Ollama’s model library includes many vision-capable models — these are Vision Language Models (VLMs) that can understand both text and images.

Challenge yourself to quickly get a VLM running and use it through Open WebUI:

  1. Pull a vision-capable model:
    ollama pull gemma3:4b
  2. In Open WebUI, select gemma3:4b from the model dropdown
  3. Attach an image file to your message and ask the model to describe it — you’re running multimodal AI locally on your Jetson!

📝 Gemma3 Vision Support

gemma3 supports vision input at 4B and above (4B, 12B, 27B). The 1B variant does not support image input.

Notice that Open WebUI only lets you upload static images one at a time. What if you wanted to continuously feed a live camera stream into a VLM — for real-time video understanding? There’s no built-in way to do that here.
That’s exactly what we’ll tackle in the next chapter!
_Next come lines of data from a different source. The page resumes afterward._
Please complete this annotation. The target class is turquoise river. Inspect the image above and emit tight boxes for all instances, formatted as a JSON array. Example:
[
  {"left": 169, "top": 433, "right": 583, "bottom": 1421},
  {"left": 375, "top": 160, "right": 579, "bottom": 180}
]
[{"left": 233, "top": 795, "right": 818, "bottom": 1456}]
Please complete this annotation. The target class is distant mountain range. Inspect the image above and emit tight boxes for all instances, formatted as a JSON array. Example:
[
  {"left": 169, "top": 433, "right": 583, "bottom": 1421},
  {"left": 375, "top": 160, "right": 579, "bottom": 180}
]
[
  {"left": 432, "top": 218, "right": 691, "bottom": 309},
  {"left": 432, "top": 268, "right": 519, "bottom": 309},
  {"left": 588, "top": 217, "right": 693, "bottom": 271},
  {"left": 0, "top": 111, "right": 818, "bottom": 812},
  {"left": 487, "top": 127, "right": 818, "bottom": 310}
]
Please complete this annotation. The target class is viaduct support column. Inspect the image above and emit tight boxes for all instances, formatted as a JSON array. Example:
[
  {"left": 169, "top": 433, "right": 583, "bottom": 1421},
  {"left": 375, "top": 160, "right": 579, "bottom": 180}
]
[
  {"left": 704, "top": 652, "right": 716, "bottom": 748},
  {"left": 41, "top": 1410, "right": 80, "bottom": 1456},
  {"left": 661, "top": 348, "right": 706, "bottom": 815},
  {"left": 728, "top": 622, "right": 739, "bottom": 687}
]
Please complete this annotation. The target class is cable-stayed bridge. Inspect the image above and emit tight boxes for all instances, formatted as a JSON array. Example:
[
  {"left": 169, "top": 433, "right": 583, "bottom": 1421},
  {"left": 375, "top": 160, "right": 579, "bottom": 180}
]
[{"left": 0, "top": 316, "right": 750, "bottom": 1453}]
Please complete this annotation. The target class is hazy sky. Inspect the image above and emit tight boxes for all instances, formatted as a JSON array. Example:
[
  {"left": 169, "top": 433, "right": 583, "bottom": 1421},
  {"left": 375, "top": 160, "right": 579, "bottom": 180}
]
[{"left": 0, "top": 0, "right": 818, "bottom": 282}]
Before Moving to Chapter 2

Stop Open WebUI (Optional)

In the next chapter, we don’t use Open WebUI, so you can stop the container:

docker stop open-webui
docker rm open-webui

Before starting the next chapter (which uses vLLM), stop Ollama to free up GPU memory:

sudo systemctl stop ollama

Verify it’s stopped:

nvidia-smi

You should see no Ollama processes using GPU memory.

💡 GPU Memory

For best GPU utilization, stop Ollama before starting vLLM in the next lab. Running both simultaneously splits VRAM between them.